Europe’s Anti-Democratic Turn, and Ours

Supporters of Calin Georgescu gather outside a Bucharest courthouse as he challenged the court's ruling against him, March 2025. (LCV/Shutterstock)

“Romania’s democracy has descended into farce” reads a headline at The Spectator World dated March 11, 2025. One could go farther. In December of 2024, the first round of the presidential election was nullified “by the Romanian Constitutional Court because the wrong candidate won, the economic populist and Ukraine war critic Călin Georgescu. The second round of voting was cancelled altogether, as a Georgescu victory seemed all but certain.

The cancellation was justified on the spurious grounds that Russia “interfered” in the election through modest expenditures on TikTok accounts. The “Russian hoax” trope seems to have international legs. The Romanian case of a presidential election being “cancelled,” and a winning candidate banned (and then brought up on questionable criminal charges), is the most extreme example yet of free institutions being subverted in the name of “saving” them, something that has increasingly become the modus operandi of the European Union and of left elites worldwide.

One does not have to agree with many or all of Georgescu’s views, including his apologetic views about Romania’s role during the Second World War, or deny his murky past as a Romanian apparatchik before and after 1989, to recognize that as a largely honorific president he would have posed no threat to fundamental freedoms but only to an entrenched post-Communist oligarchy. Nor are American conservatives obliged to admire him (and that is true of some other European “populists” as well). Nonetheless, Romania’s unfolding coup d’état, as the Romanian critic and commentator Titus Techera has called it in the pages of The Critic, provides evidence of the “EU’s creeping illiberalism” (a phrase coined by Gavin Mortimer in The Spectator World).
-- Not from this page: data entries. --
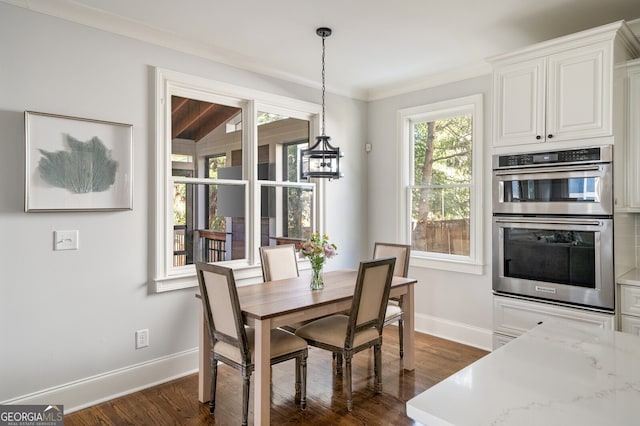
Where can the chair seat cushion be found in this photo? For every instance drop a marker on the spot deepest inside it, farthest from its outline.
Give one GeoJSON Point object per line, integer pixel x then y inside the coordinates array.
{"type": "Point", "coordinates": [282, 342]}
{"type": "Point", "coordinates": [332, 330]}
{"type": "Point", "coordinates": [393, 311]}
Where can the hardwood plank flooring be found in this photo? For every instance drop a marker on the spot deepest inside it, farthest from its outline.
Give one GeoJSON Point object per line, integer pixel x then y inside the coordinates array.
{"type": "Point", "coordinates": [176, 402]}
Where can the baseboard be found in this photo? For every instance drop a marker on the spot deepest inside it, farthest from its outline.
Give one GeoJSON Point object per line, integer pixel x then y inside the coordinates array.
{"type": "Point", "coordinates": [103, 387]}
{"type": "Point", "coordinates": [456, 331]}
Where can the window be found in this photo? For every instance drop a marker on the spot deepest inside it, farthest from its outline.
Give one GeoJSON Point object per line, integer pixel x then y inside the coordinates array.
{"type": "Point", "coordinates": [442, 183]}
{"type": "Point", "coordinates": [227, 176]}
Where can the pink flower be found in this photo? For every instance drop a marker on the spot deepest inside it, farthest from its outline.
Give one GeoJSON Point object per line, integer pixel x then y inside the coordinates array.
{"type": "Point", "coordinates": [329, 251]}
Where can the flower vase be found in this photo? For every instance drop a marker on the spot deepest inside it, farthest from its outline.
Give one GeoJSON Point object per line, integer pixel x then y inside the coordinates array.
{"type": "Point", "coordinates": [317, 282]}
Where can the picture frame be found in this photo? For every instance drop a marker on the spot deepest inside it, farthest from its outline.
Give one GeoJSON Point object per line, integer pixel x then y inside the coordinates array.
{"type": "Point", "coordinates": [77, 164]}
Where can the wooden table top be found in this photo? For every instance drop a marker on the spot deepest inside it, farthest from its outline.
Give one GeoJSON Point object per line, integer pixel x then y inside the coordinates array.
{"type": "Point", "coordinates": [276, 298]}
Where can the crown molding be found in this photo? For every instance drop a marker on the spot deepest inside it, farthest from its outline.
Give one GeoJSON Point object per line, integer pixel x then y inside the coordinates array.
{"type": "Point", "coordinates": [94, 18]}
{"type": "Point", "coordinates": [431, 80]}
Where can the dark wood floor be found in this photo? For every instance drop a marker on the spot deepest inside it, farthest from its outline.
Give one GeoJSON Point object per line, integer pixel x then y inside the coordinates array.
{"type": "Point", "coordinates": [176, 402]}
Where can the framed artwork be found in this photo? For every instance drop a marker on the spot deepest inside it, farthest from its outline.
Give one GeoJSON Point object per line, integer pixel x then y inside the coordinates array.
{"type": "Point", "coordinates": [77, 164]}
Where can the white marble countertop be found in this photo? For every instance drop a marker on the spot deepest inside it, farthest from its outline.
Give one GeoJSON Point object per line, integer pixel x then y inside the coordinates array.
{"type": "Point", "coordinates": [556, 374]}
{"type": "Point", "coordinates": [630, 278]}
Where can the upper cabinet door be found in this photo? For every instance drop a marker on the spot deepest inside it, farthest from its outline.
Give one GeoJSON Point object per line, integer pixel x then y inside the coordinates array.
{"type": "Point", "coordinates": [579, 93]}
{"type": "Point", "coordinates": [519, 103]}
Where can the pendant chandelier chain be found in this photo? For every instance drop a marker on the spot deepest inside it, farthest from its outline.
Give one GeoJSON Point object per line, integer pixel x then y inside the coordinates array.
{"type": "Point", "coordinates": [323, 86]}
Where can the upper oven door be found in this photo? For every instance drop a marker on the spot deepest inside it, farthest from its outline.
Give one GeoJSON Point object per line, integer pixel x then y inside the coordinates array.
{"type": "Point", "coordinates": [567, 190]}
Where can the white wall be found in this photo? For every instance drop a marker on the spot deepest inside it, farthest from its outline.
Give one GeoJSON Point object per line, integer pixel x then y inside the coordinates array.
{"type": "Point", "coordinates": [453, 305]}
{"type": "Point", "coordinates": [67, 318]}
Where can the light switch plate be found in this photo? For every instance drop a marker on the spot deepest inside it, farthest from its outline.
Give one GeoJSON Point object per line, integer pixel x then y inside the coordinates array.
{"type": "Point", "coordinates": [65, 240]}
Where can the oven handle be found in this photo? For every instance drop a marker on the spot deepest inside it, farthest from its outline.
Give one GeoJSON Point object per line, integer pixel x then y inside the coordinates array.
{"type": "Point", "coordinates": [588, 168]}
{"type": "Point", "coordinates": [551, 221]}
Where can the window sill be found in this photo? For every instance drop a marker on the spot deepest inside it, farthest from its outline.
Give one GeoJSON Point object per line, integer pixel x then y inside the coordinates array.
{"type": "Point", "coordinates": [243, 273]}
{"type": "Point", "coordinates": [448, 265]}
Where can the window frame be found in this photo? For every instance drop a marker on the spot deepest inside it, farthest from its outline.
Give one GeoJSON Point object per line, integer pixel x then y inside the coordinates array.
{"type": "Point", "coordinates": [472, 105]}
{"type": "Point", "coordinates": [168, 83]}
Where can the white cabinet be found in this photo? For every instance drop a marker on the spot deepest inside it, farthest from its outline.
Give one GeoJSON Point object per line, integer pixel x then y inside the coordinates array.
{"type": "Point", "coordinates": [512, 317]}
{"type": "Point", "coordinates": [630, 309]}
{"type": "Point", "coordinates": [632, 157]}
{"type": "Point", "coordinates": [561, 90]}
{"type": "Point", "coordinates": [554, 98]}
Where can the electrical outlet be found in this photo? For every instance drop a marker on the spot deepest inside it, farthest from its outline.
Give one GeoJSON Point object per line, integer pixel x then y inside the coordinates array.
{"type": "Point", "coordinates": [142, 338]}
{"type": "Point", "coordinates": [65, 240]}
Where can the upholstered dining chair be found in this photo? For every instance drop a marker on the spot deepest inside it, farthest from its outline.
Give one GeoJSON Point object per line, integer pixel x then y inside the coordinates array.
{"type": "Point", "coordinates": [278, 262]}
{"type": "Point", "coordinates": [233, 344]}
{"type": "Point", "coordinates": [362, 328]}
{"type": "Point", "coordinates": [395, 313]}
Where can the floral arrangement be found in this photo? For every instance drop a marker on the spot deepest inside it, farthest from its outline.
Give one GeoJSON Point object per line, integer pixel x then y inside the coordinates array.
{"type": "Point", "coordinates": [317, 249]}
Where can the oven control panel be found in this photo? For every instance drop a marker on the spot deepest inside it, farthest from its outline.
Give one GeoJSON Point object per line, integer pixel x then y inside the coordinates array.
{"type": "Point", "coordinates": [583, 155]}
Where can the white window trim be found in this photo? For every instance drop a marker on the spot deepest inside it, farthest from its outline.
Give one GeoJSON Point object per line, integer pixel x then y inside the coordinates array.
{"type": "Point", "coordinates": [472, 264]}
{"type": "Point", "coordinates": [168, 83]}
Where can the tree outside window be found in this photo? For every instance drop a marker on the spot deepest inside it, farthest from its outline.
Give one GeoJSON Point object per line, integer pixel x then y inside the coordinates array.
{"type": "Point", "coordinates": [440, 206]}
{"type": "Point", "coordinates": [442, 182]}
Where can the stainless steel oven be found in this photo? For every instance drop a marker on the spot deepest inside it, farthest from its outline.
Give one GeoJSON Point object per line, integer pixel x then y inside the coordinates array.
{"type": "Point", "coordinates": [553, 226]}
{"type": "Point", "coordinates": [576, 182]}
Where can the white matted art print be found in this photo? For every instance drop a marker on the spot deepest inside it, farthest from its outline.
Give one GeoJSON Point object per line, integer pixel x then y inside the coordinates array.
{"type": "Point", "coordinates": [77, 164]}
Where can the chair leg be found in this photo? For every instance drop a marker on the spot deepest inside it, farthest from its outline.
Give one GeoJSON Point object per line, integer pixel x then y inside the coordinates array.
{"type": "Point", "coordinates": [347, 359]}
{"type": "Point", "coordinates": [303, 373]}
{"type": "Point", "coordinates": [377, 360]}
{"type": "Point", "coordinates": [246, 376]}
{"type": "Point", "coordinates": [401, 337]}
{"type": "Point", "coordinates": [338, 364]}
{"type": "Point", "coordinates": [214, 379]}
{"type": "Point", "coordinates": [298, 396]}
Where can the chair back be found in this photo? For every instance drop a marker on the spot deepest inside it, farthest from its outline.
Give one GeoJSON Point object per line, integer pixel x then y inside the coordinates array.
{"type": "Point", "coordinates": [278, 262]}
{"type": "Point", "coordinates": [221, 307]}
{"type": "Point", "coordinates": [402, 253]}
{"type": "Point", "coordinates": [371, 296]}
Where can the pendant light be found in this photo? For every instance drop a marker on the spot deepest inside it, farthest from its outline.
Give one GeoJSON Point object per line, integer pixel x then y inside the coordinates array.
{"type": "Point", "coordinates": [322, 160]}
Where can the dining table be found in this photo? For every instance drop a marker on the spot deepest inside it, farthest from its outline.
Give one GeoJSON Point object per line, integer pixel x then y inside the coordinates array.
{"type": "Point", "coordinates": [278, 303]}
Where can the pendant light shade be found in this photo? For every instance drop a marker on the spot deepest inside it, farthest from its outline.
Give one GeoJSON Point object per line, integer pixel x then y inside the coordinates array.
{"type": "Point", "coordinates": [322, 160]}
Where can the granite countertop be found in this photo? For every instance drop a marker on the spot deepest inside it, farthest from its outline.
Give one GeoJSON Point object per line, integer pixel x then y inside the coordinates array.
{"type": "Point", "coordinates": [630, 278]}
{"type": "Point", "coordinates": [555, 374]}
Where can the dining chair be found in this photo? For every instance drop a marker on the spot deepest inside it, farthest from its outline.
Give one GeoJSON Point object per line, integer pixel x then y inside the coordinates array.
{"type": "Point", "coordinates": [278, 262]}
{"type": "Point", "coordinates": [233, 344]}
{"type": "Point", "coordinates": [345, 335]}
{"type": "Point", "coordinates": [395, 313]}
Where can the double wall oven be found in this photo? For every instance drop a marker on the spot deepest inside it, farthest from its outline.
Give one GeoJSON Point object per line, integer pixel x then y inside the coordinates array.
{"type": "Point", "coordinates": [553, 226]}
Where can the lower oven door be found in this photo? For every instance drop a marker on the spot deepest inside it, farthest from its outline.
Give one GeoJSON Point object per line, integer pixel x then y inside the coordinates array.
{"type": "Point", "coordinates": [568, 260]}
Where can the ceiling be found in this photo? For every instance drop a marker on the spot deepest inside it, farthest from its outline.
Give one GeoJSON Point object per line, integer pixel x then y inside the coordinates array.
{"type": "Point", "coordinates": [378, 48]}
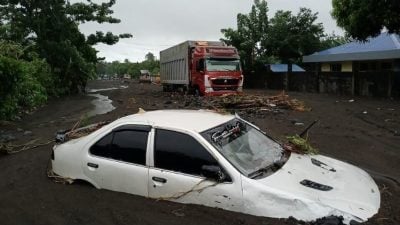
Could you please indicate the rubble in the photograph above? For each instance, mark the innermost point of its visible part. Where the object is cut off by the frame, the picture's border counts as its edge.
(264, 103)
In a word, European elites are willing to countenance and abet authoritarianism in order to defend a self-serving version of “democracy.” Drawing on the French political philosopher Pierre Manent, Techera speaks of “the fanaticism of a center” that has grown ever more oligarchic, heavy-handed, and impervious to the concerns of ordinary people. These faux defenders of democracy do not hesitate to “cancel” the people when they get in the way of a nonnegotiable elite consensus. This is neither liberalism nor democracy. The fact that this is happening in Romania, which experienced a cruel and draconian version of Communist totalitarianism under the rule of Nicolae Ceausescu, makes recent developments even more tragic.

In the insightful article from Compact republished below, Thomas Fazi goes so far as to speak of the “death of democracy” in Romania. That is certainly the direction in which this post-communist country is heading, with initial encouragement from the Biden administration, President Macron of France, leading E.U. officials, and progressive-minded minded think tanks and NGOs, some funded by USAID and the now moribund National Endowment for Democracy. Fazi cites the case of Thierry Breton, a former European Commissioner, who enthusiastically told French radio station RMC that Brussels had played a key role in the cancellation of elections in Romania, and would be quite willing to do it again if, say, Alternative for Democracy won a free election in Germany.

As Fazi observes, “what transpired in Romania should be seen as a warning sign of what may soon unfold elsewhere.” With (initial) success in Romania, ruling elites are emboldened to undermine “democratic processes” and “suppress popular self-determination.” To be sure, they will get no support from the Trump administration. But the fanaticism of the faux center is alive and well in the U.S., too. Since “the future lasts a long time,” as Charles de Gaulle once wrote, true friends of self-government must remain ever vigilant. This means calling out what is happening in Romania, and making those who perpetrate this democratic takeover pay a real price.